Phylogenetic analysis
To generate clean mitochondrial and nuclear genomes for the phylogenetic
analysis, we removed regions that are subjected to transposition of
cytoplasmic mitochondrial DNA into the nuclear genome in the historical
past (numts). We discarded read pairs for which two reads in the pair
mapped to both mitochondrial genome and nuclear genome. First, trimmed
reads were mapped to the mitochondrial reference genome using BWA (Li
and Durbin 2009) with default parameters. We extracted paired-end reads
that aligned to the mitochondrial genome from each BAM file. GSNAP (Wu
and Watanabe 2005) was used to realign these reads to the mitochondrial
reference genome and nuclear genome separately following the pipeline
from MToolBox (Calabrese et al. 2014). Read pairs that mapped to both
the mitochondrial and nuclear genomes were removed from downstream
analysis.
We generated phylogenetic trees using nuclear and mitochondrial genomes,
separately. For the nuclear genome, a phylogenetic tree was constructed
using the consensus genomic sequences for each NZ population andD. pulex /D. pulicariaclones.

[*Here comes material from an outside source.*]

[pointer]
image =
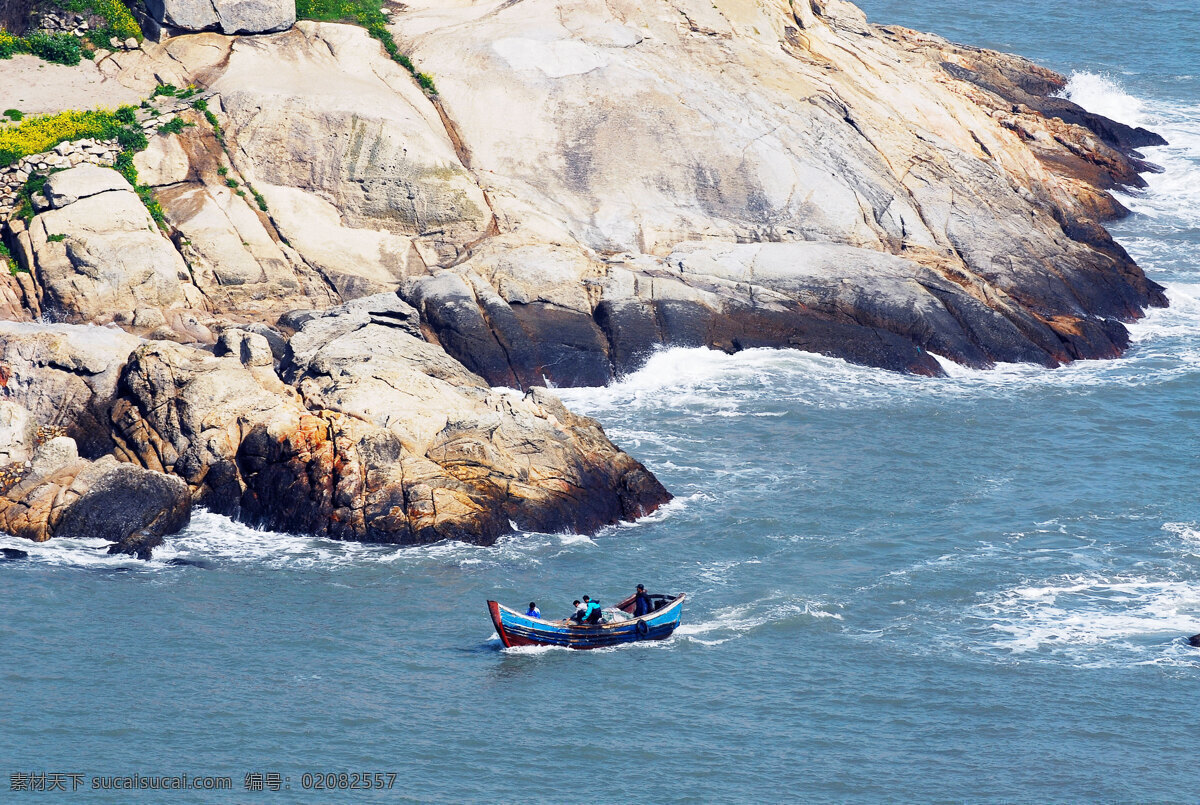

Consensus sequences for each population/clone were generated using
Samtools (Li et al. 2009) with command: samtools mpileup -uf ref.fa
aln.bam | bcftools call -c | vcfutils.pl vcf2fq
> cns.fq. We randomly selected 1% of the consensus
sequences and repeated this 1000 times, constructing maximum-likelihood
trees for each subset of data using iq-tree with GTR + I model and
ultrafast bootstrap (Nguyen et al. 2014; Hoang et al. 2017). The
consensus tree was generated using the Consense program, and branch
lengths estimated by the Dnaml program in the PHYLIP package
(Felsenstein 1993). A separate phylogenetic tree based on mitochondrial
data was constructed with the maximum likelihood method using MEGA 7
with 100 Bootstrap (Kumar et al. 2016).